Two kinds of cache. Two different kinds of saving.
“Cache hit” means two completely different things in AI coding. A provider context cache makes repeated prompt context cheaper. The PatchMesh solution cache removes repeated work from the request entirely. PatchMesh reports each separately and never blurs them together.
What is provider context caching?
When you send a prompt to a model provider, it processes your input tokens. If a later request begins with the same prefix — the same system instructions, the same repository context — the provider can reuse the computation it already did for that prefix and bill those input tokens at a cheaper cached-input rate (sometimes free, depending on plan). The tokens are still part of the request; they're just discounted.
Reusable prefixes become hits
A stable prefix the provider has seen before — identical system prompt and context — can be served from its cache.
New content is a miss
The genuinely new part of your prompt — today's task, the latest conversation — is processed fresh at the normal input rate.
Output is still generated
Caching discounts input. The model still has to generate the output tokens, which still cost money unless a provider prices them otherwise.
Pricing differs by provider
Cached-input rates, minimum cacheable sizes and cache-write fees vary by provider and model. Don't assume one mechanism fits all.
Sometimes free — on some plans
A few providers make cache hits free under specific plans or token packs. That's plan-specific, not universal.
Retention can expire
Provider caches are typically short-lived. A prefix cached minutes ago may be a miss now — you can't rely on it persisting.
Order matters
Cache eligibility usually depends on an exact, stable prefix. Reordering or editing earlier content can destroy the hit.
It isn't semantic retrieval
Provider caching matches identical text it has already processed. It does not understand that two differently-worded tasks are the same engineering problem.
It's billing/performance metadata
A provider cache hit tells you about price and speed. It says nothing about whether the code is correct — never treat it as a quality signal.
Meituan's open-source LongCat-2.0 (MIT-licensed, ~$0.20/M input) is a live case of free cache hits: “only cache-miss inputs and final token generations consume the package quota.” Cheap tokens and free cached input are great — but notice what still costs: every output token, and every time the agent re-derives work that already exists. A free input cache discounts the prompt; it doesn't stop the model regenerating the same implementation.
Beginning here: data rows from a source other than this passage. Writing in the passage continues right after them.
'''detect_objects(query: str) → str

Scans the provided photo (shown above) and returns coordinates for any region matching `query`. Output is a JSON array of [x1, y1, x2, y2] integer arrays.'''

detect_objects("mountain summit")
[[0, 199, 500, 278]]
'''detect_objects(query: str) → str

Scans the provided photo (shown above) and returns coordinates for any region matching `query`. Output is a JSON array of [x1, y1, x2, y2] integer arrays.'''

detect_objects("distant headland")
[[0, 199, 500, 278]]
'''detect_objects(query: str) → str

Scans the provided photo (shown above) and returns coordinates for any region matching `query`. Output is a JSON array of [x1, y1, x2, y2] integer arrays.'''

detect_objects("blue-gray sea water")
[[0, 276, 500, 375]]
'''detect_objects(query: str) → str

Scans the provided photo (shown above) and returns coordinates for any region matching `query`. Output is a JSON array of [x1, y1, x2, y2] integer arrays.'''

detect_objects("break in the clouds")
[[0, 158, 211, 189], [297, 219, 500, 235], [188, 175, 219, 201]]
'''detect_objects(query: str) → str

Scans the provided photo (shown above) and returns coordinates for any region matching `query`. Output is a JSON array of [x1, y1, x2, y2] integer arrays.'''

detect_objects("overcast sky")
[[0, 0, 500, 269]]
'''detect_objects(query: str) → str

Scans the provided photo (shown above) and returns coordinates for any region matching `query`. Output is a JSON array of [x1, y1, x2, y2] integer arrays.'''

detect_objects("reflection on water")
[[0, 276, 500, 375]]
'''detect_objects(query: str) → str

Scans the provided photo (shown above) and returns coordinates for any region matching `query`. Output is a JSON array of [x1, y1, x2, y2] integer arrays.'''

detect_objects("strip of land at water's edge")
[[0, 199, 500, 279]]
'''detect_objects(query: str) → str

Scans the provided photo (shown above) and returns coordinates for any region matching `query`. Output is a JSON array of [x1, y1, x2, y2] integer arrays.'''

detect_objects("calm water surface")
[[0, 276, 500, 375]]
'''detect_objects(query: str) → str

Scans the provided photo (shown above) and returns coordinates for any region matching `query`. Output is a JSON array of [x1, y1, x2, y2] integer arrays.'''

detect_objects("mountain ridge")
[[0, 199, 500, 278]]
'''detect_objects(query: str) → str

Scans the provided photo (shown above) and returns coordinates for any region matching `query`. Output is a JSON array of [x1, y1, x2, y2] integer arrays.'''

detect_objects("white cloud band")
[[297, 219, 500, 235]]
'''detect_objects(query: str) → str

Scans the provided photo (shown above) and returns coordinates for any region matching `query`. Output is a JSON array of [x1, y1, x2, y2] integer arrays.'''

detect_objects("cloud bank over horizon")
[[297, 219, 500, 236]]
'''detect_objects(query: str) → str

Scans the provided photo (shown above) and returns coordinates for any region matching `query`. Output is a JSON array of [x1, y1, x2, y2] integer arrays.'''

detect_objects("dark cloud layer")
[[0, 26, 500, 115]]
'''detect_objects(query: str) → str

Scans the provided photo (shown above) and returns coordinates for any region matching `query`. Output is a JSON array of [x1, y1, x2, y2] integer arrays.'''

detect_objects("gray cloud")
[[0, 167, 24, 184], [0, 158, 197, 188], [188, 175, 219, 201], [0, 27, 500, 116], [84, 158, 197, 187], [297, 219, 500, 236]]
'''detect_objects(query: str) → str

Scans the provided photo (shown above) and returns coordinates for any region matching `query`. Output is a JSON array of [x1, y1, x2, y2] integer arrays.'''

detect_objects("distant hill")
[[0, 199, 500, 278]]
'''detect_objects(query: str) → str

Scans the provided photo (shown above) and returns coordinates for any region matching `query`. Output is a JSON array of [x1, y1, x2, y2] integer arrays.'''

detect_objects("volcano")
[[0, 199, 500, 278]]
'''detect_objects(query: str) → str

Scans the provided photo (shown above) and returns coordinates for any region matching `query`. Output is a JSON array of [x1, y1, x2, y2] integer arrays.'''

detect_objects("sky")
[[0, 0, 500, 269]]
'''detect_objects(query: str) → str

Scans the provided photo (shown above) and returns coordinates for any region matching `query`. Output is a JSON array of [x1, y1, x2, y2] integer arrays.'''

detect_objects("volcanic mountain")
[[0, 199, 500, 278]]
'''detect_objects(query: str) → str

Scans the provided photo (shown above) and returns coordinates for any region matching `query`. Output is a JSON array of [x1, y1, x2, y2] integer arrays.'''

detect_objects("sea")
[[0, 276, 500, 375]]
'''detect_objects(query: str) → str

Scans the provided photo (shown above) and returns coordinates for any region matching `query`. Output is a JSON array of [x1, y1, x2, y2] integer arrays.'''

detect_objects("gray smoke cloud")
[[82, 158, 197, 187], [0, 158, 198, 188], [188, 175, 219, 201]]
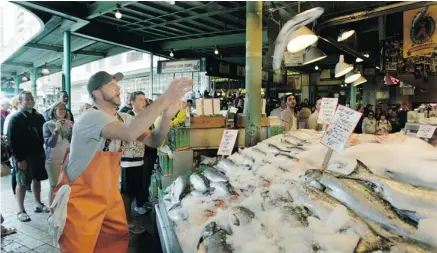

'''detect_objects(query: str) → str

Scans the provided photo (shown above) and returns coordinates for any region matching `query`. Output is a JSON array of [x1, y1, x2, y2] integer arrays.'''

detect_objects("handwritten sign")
[[217, 129, 238, 155], [416, 125, 437, 139], [317, 98, 338, 124], [320, 105, 361, 152]]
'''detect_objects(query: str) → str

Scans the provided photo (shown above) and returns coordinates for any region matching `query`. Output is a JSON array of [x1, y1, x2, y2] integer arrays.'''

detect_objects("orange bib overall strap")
[[50, 109, 129, 253]]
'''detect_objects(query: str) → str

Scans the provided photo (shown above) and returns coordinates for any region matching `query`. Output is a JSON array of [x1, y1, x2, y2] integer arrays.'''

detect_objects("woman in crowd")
[[363, 111, 377, 134], [376, 114, 391, 135], [388, 110, 401, 133], [43, 102, 73, 205], [3, 96, 20, 195], [375, 107, 383, 121]]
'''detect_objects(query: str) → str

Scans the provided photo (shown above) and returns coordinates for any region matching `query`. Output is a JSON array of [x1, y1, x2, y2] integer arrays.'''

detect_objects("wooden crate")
[[190, 117, 225, 129], [237, 114, 269, 128]]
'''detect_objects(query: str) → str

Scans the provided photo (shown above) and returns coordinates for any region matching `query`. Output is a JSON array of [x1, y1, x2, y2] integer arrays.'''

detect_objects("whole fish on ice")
[[345, 161, 437, 220], [231, 206, 255, 226], [203, 168, 229, 183], [302, 169, 416, 238], [216, 159, 237, 175], [390, 238, 437, 253], [190, 173, 209, 192], [197, 222, 234, 253], [296, 181, 389, 253]]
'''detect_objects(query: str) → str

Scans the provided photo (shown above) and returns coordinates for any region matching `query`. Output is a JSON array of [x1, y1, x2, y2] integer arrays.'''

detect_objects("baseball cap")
[[87, 71, 124, 96]]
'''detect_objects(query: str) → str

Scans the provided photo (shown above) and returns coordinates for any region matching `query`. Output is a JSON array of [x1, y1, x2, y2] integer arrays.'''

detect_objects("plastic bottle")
[[168, 158, 174, 176], [150, 171, 158, 199], [162, 155, 168, 176], [175, 128, 181, 149], [156, 171, 162, 189]]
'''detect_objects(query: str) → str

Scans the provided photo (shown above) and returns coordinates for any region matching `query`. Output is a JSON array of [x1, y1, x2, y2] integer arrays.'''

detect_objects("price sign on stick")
[[416, 125, 437, 139], [217, 129, 238, 156], [317, 98, 338, 124], [320, 105, 361, 169]]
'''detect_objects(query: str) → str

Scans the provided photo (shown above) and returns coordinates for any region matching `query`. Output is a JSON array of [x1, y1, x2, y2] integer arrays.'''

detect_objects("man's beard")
[[102, 93, 121, 107]]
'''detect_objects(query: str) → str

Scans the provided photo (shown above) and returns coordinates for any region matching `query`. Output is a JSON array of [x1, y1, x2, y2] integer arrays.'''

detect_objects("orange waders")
[[53, 151, 129, 253]]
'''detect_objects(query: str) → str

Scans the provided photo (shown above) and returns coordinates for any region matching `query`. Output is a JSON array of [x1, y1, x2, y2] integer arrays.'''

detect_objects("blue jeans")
[[10, 157, 17, 195]]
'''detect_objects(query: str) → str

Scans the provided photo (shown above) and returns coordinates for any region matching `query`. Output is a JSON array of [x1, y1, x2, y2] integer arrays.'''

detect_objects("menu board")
[[217, 129, 238, 155], [320, 105, 361, 152], [317, 98, 338, 124], [416, 125, 437, 139]]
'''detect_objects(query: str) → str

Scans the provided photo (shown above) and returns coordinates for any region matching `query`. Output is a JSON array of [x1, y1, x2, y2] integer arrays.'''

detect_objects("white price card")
[[416, 125, 437, 139], [317, 98, 338, 124], [320, 105, 361, 152], [217, 129, 238, 155]]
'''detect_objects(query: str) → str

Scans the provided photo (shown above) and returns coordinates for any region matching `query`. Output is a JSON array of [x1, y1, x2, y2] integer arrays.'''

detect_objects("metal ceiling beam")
[[316, 1, 436, 33], [33, 38, 97, 67], [2, 61, 62, 70], [86, 1, 134, 19], [24, 42, 106, 57], [319, 35, 379, 67], [117, 8, 203, 33], [129, 2, 246, 31], [154, 1, 237, 29], [160, 32, 268, 51], [12, 1, 89, 23], [181, 1, 246, 28], [74, 23, 159, 53]]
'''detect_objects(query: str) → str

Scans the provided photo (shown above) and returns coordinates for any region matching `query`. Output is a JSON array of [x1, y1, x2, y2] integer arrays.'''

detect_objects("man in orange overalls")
[[49, 71, 192, 253]]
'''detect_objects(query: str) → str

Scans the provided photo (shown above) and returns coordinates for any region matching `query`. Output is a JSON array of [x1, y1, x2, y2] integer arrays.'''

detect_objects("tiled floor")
[[0, 176, 162, 253]]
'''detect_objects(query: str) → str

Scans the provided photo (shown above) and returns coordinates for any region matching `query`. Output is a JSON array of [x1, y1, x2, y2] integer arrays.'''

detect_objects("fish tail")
[[349, 160, 373, 178], [354, 235, 393, 253]]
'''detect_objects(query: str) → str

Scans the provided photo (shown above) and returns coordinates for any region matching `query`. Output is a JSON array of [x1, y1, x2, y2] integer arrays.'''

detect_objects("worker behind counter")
[[49, 71, 193, 253]]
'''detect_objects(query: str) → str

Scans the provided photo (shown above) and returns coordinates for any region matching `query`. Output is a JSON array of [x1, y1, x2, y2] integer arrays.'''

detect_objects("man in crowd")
[[398, 103, 408, 128], [270, 96, 287, 118], [281, 95, 297, 132], [187, 99, 196, 117], [44, 90, 74, 122], [118, 92, 132, 113], [49, 71, 193, 252], [121, 91, 151, 234], [0, 98, 11, 136], [8, 91, 49, 222], [308, 99, 322, 131]]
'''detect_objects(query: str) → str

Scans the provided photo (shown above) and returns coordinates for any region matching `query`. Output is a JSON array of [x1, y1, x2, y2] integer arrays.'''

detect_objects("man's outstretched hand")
[[163, 77, 193, 101]]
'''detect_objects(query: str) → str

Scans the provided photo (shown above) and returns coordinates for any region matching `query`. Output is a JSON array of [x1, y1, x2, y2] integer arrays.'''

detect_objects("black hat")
[[87, 71, 124, 96]]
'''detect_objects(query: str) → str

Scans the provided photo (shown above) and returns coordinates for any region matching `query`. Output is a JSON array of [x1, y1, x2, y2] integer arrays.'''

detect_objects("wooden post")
[[322, 148, 333, 170]]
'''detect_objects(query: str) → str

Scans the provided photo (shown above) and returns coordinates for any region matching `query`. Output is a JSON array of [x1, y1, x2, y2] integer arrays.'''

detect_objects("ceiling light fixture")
[[115, 4, 123, 19], [352, 76, 367, 86], [287, 26, 319, 53], [41, 65, 50, 75], [335, 55, 354, 78], [302, 45, 326, 65], [337, 30, 355, 42], [344, 71, 361, 83]]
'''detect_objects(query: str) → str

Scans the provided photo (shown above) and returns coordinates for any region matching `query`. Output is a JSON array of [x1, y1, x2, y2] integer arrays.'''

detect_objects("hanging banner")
[[158, 59, 201, 74], [404, 5, 437, 58]]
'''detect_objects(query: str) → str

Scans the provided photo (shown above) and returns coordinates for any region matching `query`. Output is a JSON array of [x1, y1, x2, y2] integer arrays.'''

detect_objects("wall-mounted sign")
[[237, 66, 246, 76], [158, 59, 202, 74], [219, 62, 229, 75], [404, 5, 437, 58], [284, 51, 303, 67]]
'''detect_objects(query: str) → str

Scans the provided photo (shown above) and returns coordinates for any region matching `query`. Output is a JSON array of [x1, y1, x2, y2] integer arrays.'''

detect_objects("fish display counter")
[[156, 130, 437, 253]]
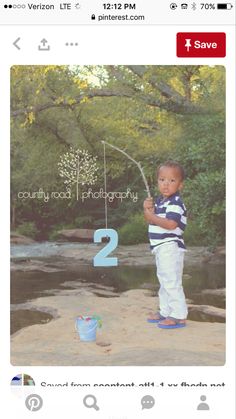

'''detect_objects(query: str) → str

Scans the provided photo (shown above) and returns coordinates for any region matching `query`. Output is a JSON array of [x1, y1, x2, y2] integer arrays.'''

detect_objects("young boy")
[[143, 161, 188, 329]]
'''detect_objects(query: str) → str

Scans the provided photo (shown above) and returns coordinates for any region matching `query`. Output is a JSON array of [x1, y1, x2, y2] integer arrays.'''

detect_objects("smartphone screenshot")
[[0, 0, 235, 419]]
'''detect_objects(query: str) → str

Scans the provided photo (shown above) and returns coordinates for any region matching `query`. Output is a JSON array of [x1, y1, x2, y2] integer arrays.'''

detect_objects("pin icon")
[[25, 394, 43, 412]]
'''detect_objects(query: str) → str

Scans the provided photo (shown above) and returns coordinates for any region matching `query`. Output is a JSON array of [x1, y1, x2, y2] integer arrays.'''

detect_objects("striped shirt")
[[148, 192, 187, 249]]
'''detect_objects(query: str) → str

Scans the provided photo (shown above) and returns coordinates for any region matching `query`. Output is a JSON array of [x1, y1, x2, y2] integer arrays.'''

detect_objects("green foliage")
[[16, 221, 39, 239], [118, 214, 148, 245], [11, 65, 225, 246]]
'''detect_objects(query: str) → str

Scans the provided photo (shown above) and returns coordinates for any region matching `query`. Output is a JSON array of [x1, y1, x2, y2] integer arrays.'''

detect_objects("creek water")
[[11, 243, 225, 333]]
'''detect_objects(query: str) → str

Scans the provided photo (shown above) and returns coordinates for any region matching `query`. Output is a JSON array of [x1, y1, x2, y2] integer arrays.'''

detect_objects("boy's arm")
[[144, 206, 178, 230]]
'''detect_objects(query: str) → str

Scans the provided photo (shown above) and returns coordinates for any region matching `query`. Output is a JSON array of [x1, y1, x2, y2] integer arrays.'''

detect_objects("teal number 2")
[[93, 228, 118, 266]]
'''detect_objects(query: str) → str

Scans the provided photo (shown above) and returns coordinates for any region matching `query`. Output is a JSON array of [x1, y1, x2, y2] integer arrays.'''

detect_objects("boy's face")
[[157, 166, 183, 198]]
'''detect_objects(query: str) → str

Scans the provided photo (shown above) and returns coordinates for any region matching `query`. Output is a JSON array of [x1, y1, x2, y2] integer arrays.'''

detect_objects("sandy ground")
[[11, 290, 225, 366]]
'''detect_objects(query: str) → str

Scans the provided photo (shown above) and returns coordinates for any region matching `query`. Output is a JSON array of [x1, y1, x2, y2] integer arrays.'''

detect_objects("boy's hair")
[[157, 160, 185, 181]]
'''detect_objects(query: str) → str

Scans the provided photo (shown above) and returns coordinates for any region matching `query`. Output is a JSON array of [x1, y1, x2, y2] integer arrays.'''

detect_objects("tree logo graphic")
[[58, 147, 98, 201]]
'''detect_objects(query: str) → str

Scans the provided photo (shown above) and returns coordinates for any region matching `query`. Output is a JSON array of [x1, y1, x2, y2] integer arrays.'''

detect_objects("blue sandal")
[[147, 312, 166, 323]]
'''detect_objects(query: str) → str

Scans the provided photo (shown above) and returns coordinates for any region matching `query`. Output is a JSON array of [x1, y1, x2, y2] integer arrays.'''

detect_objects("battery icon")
[[217, 3, 233, 10]]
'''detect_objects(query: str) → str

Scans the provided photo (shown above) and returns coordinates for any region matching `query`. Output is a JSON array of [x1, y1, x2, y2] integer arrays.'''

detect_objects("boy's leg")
[[157, 242, 188, 319], [153, 246, 170, 317]]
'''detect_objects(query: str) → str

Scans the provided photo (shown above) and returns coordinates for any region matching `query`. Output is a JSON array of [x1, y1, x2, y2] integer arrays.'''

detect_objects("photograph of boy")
[[10, 64, 226, 366], [144, 161, 188, 329]]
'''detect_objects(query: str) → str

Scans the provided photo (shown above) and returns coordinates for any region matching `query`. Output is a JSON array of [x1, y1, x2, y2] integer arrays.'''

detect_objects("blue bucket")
[[75, 317, 98, 342]]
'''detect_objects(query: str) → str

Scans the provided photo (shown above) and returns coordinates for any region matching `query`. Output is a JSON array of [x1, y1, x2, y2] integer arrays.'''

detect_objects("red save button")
[[176, 32, 226, 57]]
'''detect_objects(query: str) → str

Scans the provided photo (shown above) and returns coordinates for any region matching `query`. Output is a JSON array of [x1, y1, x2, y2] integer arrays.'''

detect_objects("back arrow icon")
[[13, 38, 20, 49]]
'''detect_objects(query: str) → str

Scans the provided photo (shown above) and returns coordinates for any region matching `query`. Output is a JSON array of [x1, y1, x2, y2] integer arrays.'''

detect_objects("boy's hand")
[[143, 198, 154, 212]]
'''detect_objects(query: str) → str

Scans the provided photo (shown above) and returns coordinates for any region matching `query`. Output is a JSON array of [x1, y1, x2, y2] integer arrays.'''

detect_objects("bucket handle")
[[75, 317, 98, 333]]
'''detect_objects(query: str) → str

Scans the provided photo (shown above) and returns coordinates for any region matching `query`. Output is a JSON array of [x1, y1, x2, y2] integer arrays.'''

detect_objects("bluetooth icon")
[[25, 394, 43, 412]]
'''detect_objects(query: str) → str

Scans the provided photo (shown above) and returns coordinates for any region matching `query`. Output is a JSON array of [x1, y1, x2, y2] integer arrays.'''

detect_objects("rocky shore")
[[11, 243, 225, 366]]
That gap is exactly what PatchMesh removes.
How PatchMesh is different
PatchMesh doesn't make your repeated context cheaper — it removes the need to send and generate so much of it. When a task is already solved, PatchMesh returns a verified solution capsule (code, tests, provenance, licence). The agent adapts a proven answer instead of re-reading the repo and regenerating an implementation from scratch. Those tokens are avoided, not discounted — they were never sent or generated. And because it matches on the engineering task, it works even when the wording, the repo or the developer is different — across people and organisations, persisting independently of any provider.
Tokens discounted. Still sent. Cheaper input rate. Provider-controlled, expiring, prefix-exact, single-provider, no quality signal.
Tokens avoided. Never sent or generated. Semantic task match. Cross-team, persistent, with tests, licence and provenance.
A worked example
Illustrative figures, to show how the two effects stack — not measured production values.
First request
Nothing cached yet.
2nd request — provider cache only
Repeated prefix is discounted.
2nd request — with PatchMesh
Reuse removes work; cache discounts the rest.
Provider caching took the repeated 90k prefix and made it cheaper — but all 100k tokens were still part of the request, and the model still generated 5,000 output tokens. With PatchMesh, 80,000 of those input tokens (and most of the output) are avoided entirely; the provider cache then discounts the small remainder. Both effects, working together.
How PatchMesh reports each saving
Every PatchMesh receipt splits the two effects so you always know which is which:
- Tokens avoided — input and output PatchMesh removed from the request by reusing a verified solution.
- Tokens discounted — input still sent, billed at the provider's cached rate, with the cache-hit ratio shown.
- Honest about unknowns — if the provider didn't report cache usage, we say so rather than infer a hit. A provider cache hit never raises a solution's trust level.
- Never flattened — value is classified as direct cash avoided, allowance preserved, or equivalent compute value depending on how you actually pay, and the categories are never summed into one fake number.
Because PatchMesh isn't a proxy, it doesn't see your provider's response — so by default the split is an honest estimate. Report the real usage and it becomes measured. Two ways: the MCP tool patchmesh_record_provider_cache_usage, or the CLI, which can parse a raw Anthropic/OpenAI response:
# parse a saved provider response and report the real cache split npx @patchmesh/agent usage report --request <id> --file response.json PatchMesh request savings Tokens avoided (PatchMesh) 67,500 Provider-cached input 15,000 (75% of input sent — discounted) Uncached input (full rate) 5,000 Output generated 1,500 Confidence measured
We only accept provider-reported numbers — a cache hit is never inferred from repeated context, and never raises a solution's trust level.